Israel , by protecting Islam at the Temple Mount the way it is happening before our eyes right now, is playing into the hands of those who are promoting precisely this new Islamic “ethical” onslaught . It acts in the typical Islamic forked-tongue manner precisely upon those who are striving to introduce FAIR tolerance, the Western civilised world, one within which Israel is a leading light.
Daniel Pipes, way back in 2005, exposed the lie of Islamophobia, an expression invented by Islamists. http://www.danielpipes.org/3075/islamophobia
Sadly, despite it being an obvious fraud, the term has gained currency, especially amongst Westerners.
Pam, thanks for the link. Daniel Pipes is as reliable as ever. Perhaps you’d remember his appearance on ABC’s Q&A a while ago when he was simply excellent, particularly as he was replying to that Labor Senator sitting next to him who was a making all kind of incredible remarks about Israel, behaving like a proper clown.
Anyway, in his text re “Islamophobia” Pipes reffers exclusively to the notion of “fear” of Islam.

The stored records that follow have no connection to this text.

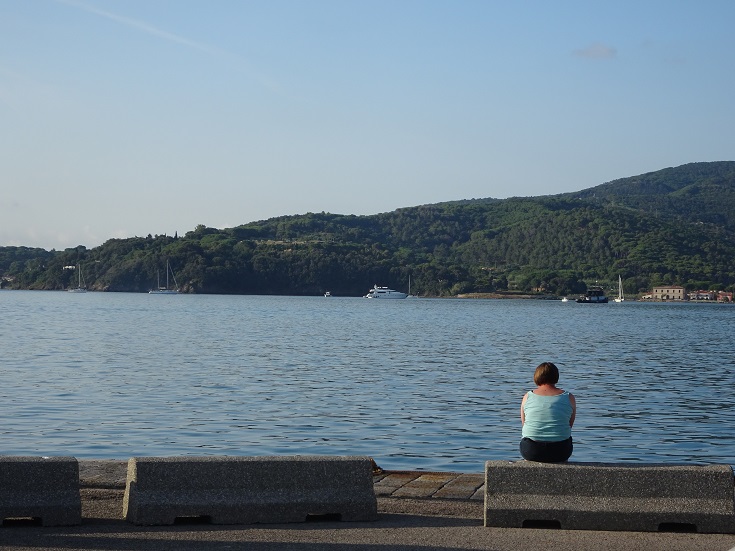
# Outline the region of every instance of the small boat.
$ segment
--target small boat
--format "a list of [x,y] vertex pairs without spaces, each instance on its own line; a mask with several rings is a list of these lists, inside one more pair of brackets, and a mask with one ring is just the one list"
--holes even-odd
[[606,304],[607,297],[602,287],[590,287],[587,292],[577,299],[580,304]]
[[368,294],[365,295],[365,298],[407,298],[408,295],[406,293],[402,293],[401,291],[396,291],[394,289],[388,289],[388,287],[378,287],[377,285],[370,289],[368,291]]
[[[171,277],[174,280],[174,285],[176,285],[175,288],[169,288],[168,286],[168,274],[171,273]],[[174,275],[174,271],[171,269],[171,265],[168,263],[168,260],[166,261],[166,286],[161,287],[161,273],[158,273],[158,287],[155,289],[151,289],[148,291],[149,295],[178,295],[179,294],[179,284],[176,283],[176,276]]]
[[[71,266],[70,266],[71,267]],[[77,264],[76,267],[77,270],[77,287],[75,289],[68,289],[70,293],[86,293],[87,292],[87,286],[84,284],[84,278],[82,277],[82,265]]]
[[625,295],[623,295],[623,278],[618,276],[618,296],[613,299],[615,302],[623,302]]
[[406,298],[418,298],[416,295],[411,294],[411,274],[408,274],[408,295]]
[[567,297],[561,297],[562,302],[569,302],[569,299]]
[[327,297],[327,298],[329,298],[329,297],[332,296],[332,293],[330,293],[329,291],[327,291],[326,293],[324,293],[324,296]]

My take is that “phobia” in this case is used as an object of claimed “hatred” and “detestation”, “loathing” etc. all stridently negative aspects which Islaimists would have us, practically any non-Muslim objecting to unwanted aspect of Islam, accused that we would inflict upon them. So, we are all a bunch of haters of Islam. As simple as that and they, Islaimsts, ,what esle, but victims !!!
It’s ridiculous that while Israel allows complete freedom of religion, and is the only country in the Middle East to do so, within its borders freedom of religion is denied to non-Muslims.
Surely this is against Israeli law? You’d think there would be some Israeli human rights lawyers (real human rights, I mean, not the left-wing pretend human rights mob) who could challenge this in the courts.